Screening
Edward Nuñes: The authors’ recommendation that programs screen patients for potential mental health problems on intake is sensible. I’m convinced, as they are, that line clinicians in substance abuse programs can develop the clinical sophistication necessary to recognize mood disorders and make appropriate referrals.
Patricia Penn: I agree. We also need to keep in mind that symptoms often emerge during the treatment process. Clinicians should monitor the client for symptoms at all times, not just during the initial screening.
Nuñes: The SCL-90 symptom checklist is a good instrument for making the initial assessment, although it only assesses symptom levels—it doesn’t point to diagnoses.
Penn: There is a real need for more clinician-friendly screening tools. In one of our programs, the counselors have combined the most effective and efficient parts of several instruments into our own hybrid screener. We also have tried CAAPE, the Comprehensive Addictions and Psychological Evaluation developed by Dr. Norman Hoffman, which is designed specifically to diagnose co-occurring disorders, and it looks promising. Dr. Hoffman’s screens, which also include one for adolescents, are available at www.evinceassessment.com.

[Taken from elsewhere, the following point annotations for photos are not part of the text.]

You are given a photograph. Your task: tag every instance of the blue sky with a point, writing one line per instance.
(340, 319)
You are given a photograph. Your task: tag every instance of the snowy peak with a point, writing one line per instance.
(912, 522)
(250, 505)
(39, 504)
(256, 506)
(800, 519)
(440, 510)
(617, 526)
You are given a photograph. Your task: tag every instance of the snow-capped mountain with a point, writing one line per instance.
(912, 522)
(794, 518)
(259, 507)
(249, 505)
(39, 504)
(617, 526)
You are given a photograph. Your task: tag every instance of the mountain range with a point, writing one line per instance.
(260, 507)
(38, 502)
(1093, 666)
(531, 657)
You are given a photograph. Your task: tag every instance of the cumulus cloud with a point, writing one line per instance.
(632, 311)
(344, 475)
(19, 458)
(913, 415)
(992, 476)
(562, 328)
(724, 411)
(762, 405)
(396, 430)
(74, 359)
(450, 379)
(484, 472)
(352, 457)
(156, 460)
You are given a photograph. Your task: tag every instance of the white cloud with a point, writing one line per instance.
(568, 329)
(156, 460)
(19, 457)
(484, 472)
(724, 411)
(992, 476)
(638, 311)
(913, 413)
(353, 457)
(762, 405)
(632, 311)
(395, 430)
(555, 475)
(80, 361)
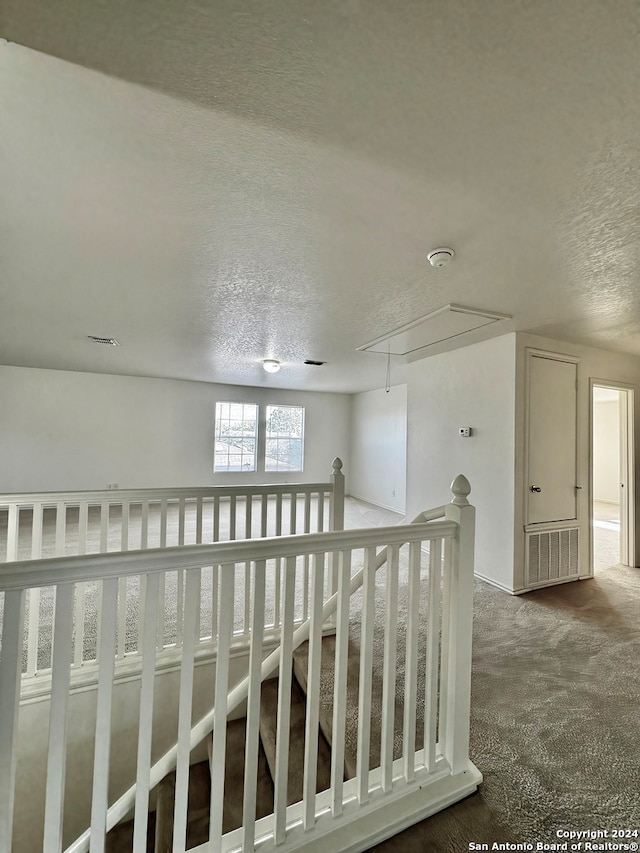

William Haning, III: In my hospital, we screen patients with the SCID [Structured Clinical Interview for DSM-IV-TR] at the very outset, then follow up with some of the faster, cheaper screeners. In the community facility where I work, we use a variety of cheap, fast screens. Interestingly, the results in terms of patient profile turn out to be similar in both places. The more comprehensive SCID does not lead to a greater number of diagnoses. I wonder sometimes if its results warrant the extra effort it requires. The computerized version of the SCID is quicker, and we’re satisfied that personnel at a bachelor’s level or even below can manage it nicely.
Nuñes: I would also advocate for the CAAPE or the Hopkins Symptom Checklist.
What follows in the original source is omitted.